Battered Web hosting firm Exodus Communications Inc., which filed for Chapter 11 bankruptcy protection in September, has sold most of its assets to U.K. telecoms operator Cable & Wireless PLC for US$575 million and the assumption of about $180 million in liabilities.
The deal is good news for Exodus customers because it ends months of uncertainty and puts Exodus' assets in the hands of a parent with deep pockets, analysts say.
Dan Leichtenschlag, CTO at Sportsline.com, which collocates about 450 servers in three Exodus data centers, says he's pleased with the news.
"It's definitely good to get closure," Leichtenschlag says. "And a company like Cable & Wireless, which is large and has the resources to solve all their problems and continue the high level of service that we've gotten over the last three or four years is obviously a positive thing."
The news marks the end of an era in the hosting market, analysts say, as stand-alone hosting providers face mounting debt and an eroding customer base. Exodus was saddled with $3.5 billion in debt after building a network of 44 data centers. In addition, analysts note, because Exodus did not own any network assets, it spent much of its resources on multiple high-speed connections to its facilities. C&W, with a global Internet network, won't face those expenses.

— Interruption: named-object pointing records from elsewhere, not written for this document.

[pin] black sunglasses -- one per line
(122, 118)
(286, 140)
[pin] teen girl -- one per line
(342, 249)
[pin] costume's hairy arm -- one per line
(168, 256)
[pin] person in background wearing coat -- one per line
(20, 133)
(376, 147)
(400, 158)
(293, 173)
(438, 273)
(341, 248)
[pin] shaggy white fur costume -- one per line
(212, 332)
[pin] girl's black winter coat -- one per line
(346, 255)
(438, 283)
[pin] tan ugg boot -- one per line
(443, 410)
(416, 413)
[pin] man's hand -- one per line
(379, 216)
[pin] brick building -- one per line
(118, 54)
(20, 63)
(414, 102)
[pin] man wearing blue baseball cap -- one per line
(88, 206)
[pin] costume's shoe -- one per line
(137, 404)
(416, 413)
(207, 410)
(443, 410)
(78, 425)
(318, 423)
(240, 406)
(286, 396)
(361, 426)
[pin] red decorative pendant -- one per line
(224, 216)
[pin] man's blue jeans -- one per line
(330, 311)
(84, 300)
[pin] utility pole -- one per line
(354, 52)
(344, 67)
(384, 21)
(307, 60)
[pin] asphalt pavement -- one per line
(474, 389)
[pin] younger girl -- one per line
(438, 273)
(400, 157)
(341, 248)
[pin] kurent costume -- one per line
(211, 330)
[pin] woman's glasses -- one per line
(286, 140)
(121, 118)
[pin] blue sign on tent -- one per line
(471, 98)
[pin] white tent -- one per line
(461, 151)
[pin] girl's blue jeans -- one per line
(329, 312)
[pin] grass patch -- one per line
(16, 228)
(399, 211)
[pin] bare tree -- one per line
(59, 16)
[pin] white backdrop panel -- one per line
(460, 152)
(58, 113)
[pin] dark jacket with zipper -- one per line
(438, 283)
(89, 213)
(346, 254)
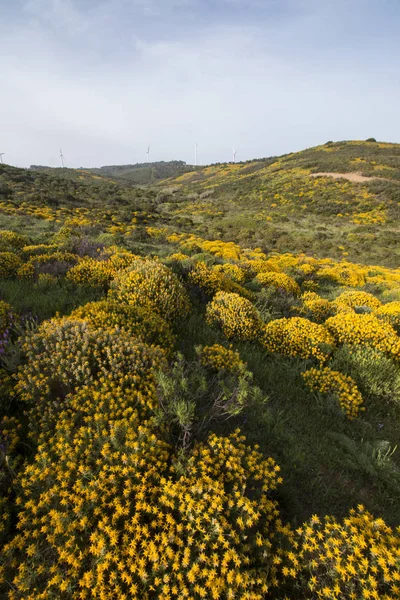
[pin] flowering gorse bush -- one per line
(390, 313)
(280, 281)
(213, 280)
(364, 330)
(236, 316)
(356, 558)
(297, 337)
(357, 299)
(344, 387)
(152, 284)
(219, 358)
(318, 308)
(138, 321)
(9, 264)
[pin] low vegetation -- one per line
(196, 416)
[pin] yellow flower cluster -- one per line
(365, 330)
(352, 299)
(319, 308)
(390, 312)
(343, 274)
(9, 240)
(5, 315)
(212, 280)
(280, 281)
(140, 323)
(297, 337)
(34, 250)
(57, 262)
(231, 271)
(65, 354)
(254, 267)
(103, 515)
(100, 272)
(150, 283)
(326, 380)
(219, 358)
(9, 264)
(236, 316)
(357, 558)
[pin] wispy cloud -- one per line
(103, 79)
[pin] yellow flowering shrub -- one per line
(139, 322)
(344, 387)
(211, 280)
(237, 316)
(390, 313)
(231, 271)
(9, 264)
(280, 281)
(66, 354)
(343, 274)
(319, 308)
(177, 256)
(254, 267)
(92, 272)
(150, 283)
(365, 330)
(37, 249)
(9, 240)
(26, 271)
(101, 271)
(354, 299)
(6, 314)
(219, 358)
(356, 558)
(297, 337)
(54, 263)
(103, 514)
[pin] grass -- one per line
(45, 301)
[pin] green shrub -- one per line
(375, 374)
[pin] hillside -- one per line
(137, 174)
(283, 204)
(200, 381)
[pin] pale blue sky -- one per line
(102, 79)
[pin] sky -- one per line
(104, 79)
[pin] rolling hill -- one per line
(200, 380)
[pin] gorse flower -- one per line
(364, 330)
(344, 387)
(280, 281)
(150, 283)
(297, 337)
(236, 316)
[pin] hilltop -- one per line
(199, 390)
(299, 202)
(137, 174)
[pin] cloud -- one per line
(102, 80)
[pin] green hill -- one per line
(284, 204)
(205, 368)
(137, 174)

"The writing has been on the wall for a long time that Internet data center operations as a standalone business doesn't have a whole lot of margin for error," says Joel Yaffe, an analyst at Giga Information Group. "The carriers missed an opportunity, but now they're able to take advantage of their financial resources and buy up assets dirt cheap."

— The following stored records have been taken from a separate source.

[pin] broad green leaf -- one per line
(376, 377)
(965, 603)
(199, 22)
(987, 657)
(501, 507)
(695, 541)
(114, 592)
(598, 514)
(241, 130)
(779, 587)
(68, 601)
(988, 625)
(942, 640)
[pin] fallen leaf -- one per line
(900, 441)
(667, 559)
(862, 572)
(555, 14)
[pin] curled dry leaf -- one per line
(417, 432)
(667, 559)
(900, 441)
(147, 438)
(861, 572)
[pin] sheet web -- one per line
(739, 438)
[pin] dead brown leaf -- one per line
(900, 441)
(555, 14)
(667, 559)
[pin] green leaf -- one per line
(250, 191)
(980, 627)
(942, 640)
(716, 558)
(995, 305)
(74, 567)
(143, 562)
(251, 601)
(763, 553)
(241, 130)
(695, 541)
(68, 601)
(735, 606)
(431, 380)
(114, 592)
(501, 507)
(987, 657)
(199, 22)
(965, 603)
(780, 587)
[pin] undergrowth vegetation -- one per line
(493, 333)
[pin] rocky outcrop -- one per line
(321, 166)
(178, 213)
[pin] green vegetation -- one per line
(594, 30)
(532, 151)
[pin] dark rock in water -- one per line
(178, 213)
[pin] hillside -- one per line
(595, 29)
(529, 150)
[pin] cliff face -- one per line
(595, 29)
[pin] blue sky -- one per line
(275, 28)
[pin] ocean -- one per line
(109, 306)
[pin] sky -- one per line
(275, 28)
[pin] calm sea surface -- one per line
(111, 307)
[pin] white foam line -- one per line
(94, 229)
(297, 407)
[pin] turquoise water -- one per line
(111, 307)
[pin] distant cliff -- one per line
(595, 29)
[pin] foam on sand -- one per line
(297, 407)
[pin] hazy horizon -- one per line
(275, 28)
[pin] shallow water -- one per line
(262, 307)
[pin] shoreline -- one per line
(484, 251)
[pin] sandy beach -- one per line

The planned acquisition is the latest grab for C&W, which acquired managed hosting provider Digital Island in May for $350 million. That acquisition added 10 data centers to C&W's 23 existing facilities (eight of which are Web hosting centers). The Exodus purchase, which includes 30 Exodus data centers and some 3,500 customers, "will immediately bring [C&W] into the forefront of the Web hosting industry," says Jay Slattery, an analyst with Technology Business Research.
C&W pegs its deal with Exodus - which includes 4 million square feet of space in 26 data centers in the U.S., two in London and one each in Tokyo and Frankfurt - at $850 million, about $100 million more than the value Exodus announced. C&W spokesman Peter Eustace says the difference exists because "we've included absolutely everything that could come our way as a liability."
It wasn't clear which data centers will remain open after Exodus shuts an undisclosed number of facilities in the coming months.
Rumors circulated earlier this year that C&W was eyeing Exodus before its Digital Island acquisition. Eustace would not comment on those rumors, but acknowledged the delay has put C&W in a better buying position. "What Chapter 11 has allowed us to do is to select the assets that best fit with what we have so that we can create - when the businesses are combined - an optimum portfolio," Eustace says.
Senior Editor Denise Pappalardo contributed to this report.